Stonewalling: A Silent Killer in Marriage
Stonewalling – aka ‘the silent treatment’ – is common in many marriages. Never helpful and poorly understood, we ignore it at our risk.
Stonewalling is the practice of withdrawing from an interaction, shutting down and closing ourselves off from the other. We may be physically still present, but we become un-responsive, emotionally withdrawn, and non-communicative.
For our spouse, it is profoundly frustrating as it is like a wall between us, and it feels impossible to connect meaningfully. Sometimes called ‘the silent treatment’, stonewalling is another of the seven deadly habits.
Why we stonewall…
In marriage, statistically about 85% of the time the stonewaller is the husband. But it’s usually not done with the intention to hurt his wife or score points against her.
Studies show that stonewalling husbands are desperately trying to de-escalate the situation. They report thinking things like: don’t say anything, it’ll only make it worse; just stay quiet, it’ll blow over… etc.
When the discussion gets heated and we become emotionally overwhelmed (i.e. ‘flooded’), our capacity to express ourselves and listen to the other declines. It can feel fruitless, even dangerous, to keep going.
Stonewalling is not just a self-protective strategy, it’s also an attempt to shield our spouse from ourselves. If we’re at risk of losing self-control, stonewalling is indeed better than doing or saying something that might harm the other.
…And why it doesn’t work
Unfortunately, a stonewalling husband usually triggers his wife’s fear of abandonment. Instead of calming her, stonewalling is fuel to her anxiety, and she typically becomes more critical and more urgent in her pursuit of connection.
When stonewalling is habitual, it’s infuriating to the other who feels that all the work of maintaining the relationship is falling to them. If the pattern doesn’t change, they will eventually conclude that nothing works – no matter how loudly or persistently they pursue their spouse.

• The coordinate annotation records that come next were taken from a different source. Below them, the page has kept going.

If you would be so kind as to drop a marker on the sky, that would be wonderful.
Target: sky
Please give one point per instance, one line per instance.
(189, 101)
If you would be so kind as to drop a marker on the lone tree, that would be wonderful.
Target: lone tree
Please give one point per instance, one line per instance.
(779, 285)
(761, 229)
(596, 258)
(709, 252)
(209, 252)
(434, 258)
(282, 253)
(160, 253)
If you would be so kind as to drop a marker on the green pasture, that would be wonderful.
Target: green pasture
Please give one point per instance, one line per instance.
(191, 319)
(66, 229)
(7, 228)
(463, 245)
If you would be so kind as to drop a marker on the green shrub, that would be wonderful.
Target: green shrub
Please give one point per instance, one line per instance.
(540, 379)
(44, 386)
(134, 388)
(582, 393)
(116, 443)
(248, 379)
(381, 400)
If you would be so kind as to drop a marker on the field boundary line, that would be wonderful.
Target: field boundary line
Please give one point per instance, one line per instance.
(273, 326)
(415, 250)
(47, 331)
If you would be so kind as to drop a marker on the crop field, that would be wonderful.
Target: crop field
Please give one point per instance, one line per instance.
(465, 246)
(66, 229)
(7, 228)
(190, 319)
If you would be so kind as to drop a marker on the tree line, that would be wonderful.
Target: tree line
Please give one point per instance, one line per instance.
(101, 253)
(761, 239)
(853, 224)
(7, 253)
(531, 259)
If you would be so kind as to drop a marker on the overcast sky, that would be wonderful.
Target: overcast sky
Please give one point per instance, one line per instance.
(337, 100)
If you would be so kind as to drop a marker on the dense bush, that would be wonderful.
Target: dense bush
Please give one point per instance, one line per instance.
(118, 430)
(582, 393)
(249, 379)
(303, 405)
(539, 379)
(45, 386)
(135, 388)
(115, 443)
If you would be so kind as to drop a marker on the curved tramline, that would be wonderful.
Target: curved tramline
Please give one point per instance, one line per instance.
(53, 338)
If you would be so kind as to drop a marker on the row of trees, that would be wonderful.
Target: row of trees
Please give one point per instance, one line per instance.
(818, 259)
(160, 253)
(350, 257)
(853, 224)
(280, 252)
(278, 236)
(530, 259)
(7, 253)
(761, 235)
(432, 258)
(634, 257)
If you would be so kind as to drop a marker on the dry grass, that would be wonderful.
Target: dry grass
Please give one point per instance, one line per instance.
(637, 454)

That’s not a good place to be for either spouse, especially if the frustration manifests in abuse and aggression. We usually associate abuse with men, but when we include verbal aggression and emotional manipulation in the definition, female abuse is surprisingly common.
So, what to do instead?
When a discussion gets unproductive and there are signs of ‘flooding’, a reliable strategy is to take a Time Out. Although Time Out may be misinterpreted as stonewalling, if both spouses agree to some ground rules, it can be very effective in re-establishing healthy connection.
- The first rule is to establish the ground rules when you are calm and not in a state of conflict – get on the same page before a situation arises.
- The second rule is that the time is capped. A Time Out should never be used as an excuse to avoid the discussion permanently. While men are more easily flooded than women, they also recover physiological equilibrium more quickly. Be clear about how much time you need to recover your composure and get clarity on your needs.
- The third rule is to use your Time Out productively. Don’t fume and rehearse your response, and don’t fall into a funk berating yourself for what you said or did. Your spouse needs you come back stronger, calmer, more loving. Use the Time Out to self-calm with deep-breathing and lift your spouse and your marriage up in prayer.
- The fourth rule is to attend to your physical needs before you reconnect. If you are over-tired, hungry, in physical pain, lacking privacy or otherwise uncomfortable, you’re more vulnerable to overwhelm in a difficult conversation. Give yourselves the best shot and do what you can to address any physical discomfort before you reconnect.
Finally, when you do resume your conversation, frame it in prayer. An awareness that the Lord is present and listening helps us both to bring our best to our marriage.